姑姑,拜年!来了是年!姑爷,拜年!来了是年。屋子里光线再怎么昏暗,但看得清姑姑见到娘家侄儿来拜年时的一脸笑容。姑姑喊我一声儿就把我搂在怀里。姑姑问,冷吧!儿了!姑姑说完把她怀中的火坛子递给我。我连忙推掉回答,一点也不冷。姑爷在一旁说,孩儿不冷,酒儿不凌。姑姑说,路上一定走饿了,我做饭你吃。
令国冲姑姑说,奶奶,我先带表叔去细爹家拜完年再回来。
我出门前,父亲给了我两个糖果点心包包装进书包里,叮嘱一个给姑姑家,一个给细爷家。进了细爷家门。令国对我说,俩朗家就是细爷和细姨。我叫声细爷、细姨、拜年。来了是年。细爷和细姨对我非常热情。细姨给我到茶又拿薯片、花生、糖果点心给我吃。问我路上走了那么远的路,累了吧?我回答,累,脚走痛了。
细爷抓了一把麻片递到我手里说:吃东西,桌子上糖果想吃你就吃,没讲礼,和自家屋里一样,拿出来就是吃的。天色已平黑,我望着令国。打下来再做么事?令国笑,再做么事吃饭。我认为去姑姑家吃饭。我当时还没搞清细爷、细姨与我之间是什么关系。令国告诉我细爷是你姑爷的亲弟弟。啊!我认为姑爷要比细爷亲,但细爷待我比姑爷亲切。
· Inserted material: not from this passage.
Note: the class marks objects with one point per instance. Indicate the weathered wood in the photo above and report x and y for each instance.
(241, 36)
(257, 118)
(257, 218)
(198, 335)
细爷家有三间明窗亮瓦的房子,屋子内头粉四面墙壁刷白墙灰木阁楼宽敞又明亮。我姑姑家和他家不可做比。我正在犹豫发呆时,细爷家饭桌上已摆上了好几道菜。一道砂锅里肥猪肉炖豆腐果,一道煎得两边泛黄的草鱼块。有一道从没吃过,也是第一次见到的金黄色虾片。我特喜欢吃,细爷把这道菜放在我面前让我多吃。吃完晚饭,细姨打来一盆温热水叫我洗脚,洗完脚上床睡觉。
晚上我和东伢、超伢三人睡在一张床上。我第一次睡上带着香味的棕绳床子,觉得又软又舒畅,躺下床就睡着了。这夜连梦也没做一个。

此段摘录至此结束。